The wonderful thing about "It's a Wonderful Life" is those final few minutes, when George Bailey -- after a lifetime of dolling out kindness -- finally gets it all back in full measure.

Sure, it's a Hollywood ending -- kindness rarely parades into your living room, after all -- but it can appear in places you don't expect. 

For Traci Bild, it was the parking lot of a Dairy Queen some 30 years ago tonight. 

"My mom loves Christmas, we were very much about Christmas, but we just didn't have any money for a Christmas tree. That was just the reality," she told Cowan.

Yes, on that Christmas Eve in Urbana, Ohio, there was no tree, no presents, no money … except for the few coins she and her brother scrounged out of the couch cushions.

"It wasn't much," Bild laughed. "I mean, it was literally quarters and dimes. Probably under a dollar!"

They took their meager offering to the only tree lot in town, at that Dairy Queen, run by a round-faced man nicknamed "Jug."

Gerald "Jug" Woodruff.

Jug had been a Marine and an Ohio State Trooper, and although stern-faced in old photos, on that night Jug seemed to Bild as soft as new-fallen snow. "You know, the thought of my children, walking a couple of miles in hopes of finding on Christmas Eve a Christmas tree to take home to their mom, I can imagine that must have touched his heart," she said.

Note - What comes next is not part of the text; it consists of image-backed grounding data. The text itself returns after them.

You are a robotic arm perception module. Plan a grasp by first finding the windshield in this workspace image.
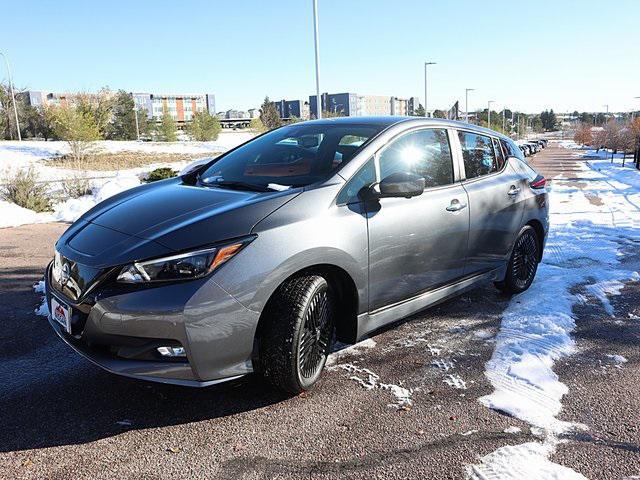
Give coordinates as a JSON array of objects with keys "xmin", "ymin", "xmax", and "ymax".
[{"xmin": 199, "ymin": 124, "xmax": 384, "ymax": 190}]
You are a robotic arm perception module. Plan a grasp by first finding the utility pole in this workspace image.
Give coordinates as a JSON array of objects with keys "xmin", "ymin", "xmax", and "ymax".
[
  {"xmin": 133, "ymin": 106, "xmax": 140, "ymax": 141},
  {"xmin": 312, "ymin": 0, "xmax": 322, "ymax": 119},
  {"xmin": 0, "ymin": 52, "xmax": 22, "ymax": 142},
  {"xmin": 464, "ymin": 88, "xmax": 475, "ymax": 123},
  {"xmin": 487, "ymin": 100, "xmax": 495, "ymax": 128},
  {"xmin": 424, "ymin": 62, "xmax": 436, "ymax": 117}
]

Touched, indeed; Jug not only gave them a tree, he gave them his biggest and best, no questions asked. 

"It was about the magic of Christmas, of human kindness, and somebody doing something for us that we did not expect someone to do," Bild said.

Not expecting it is what makes kindness so special. And yet, as unexpected as it is, we still crave kindness, which may very well be because research shows being kind is a natural part of the human condition.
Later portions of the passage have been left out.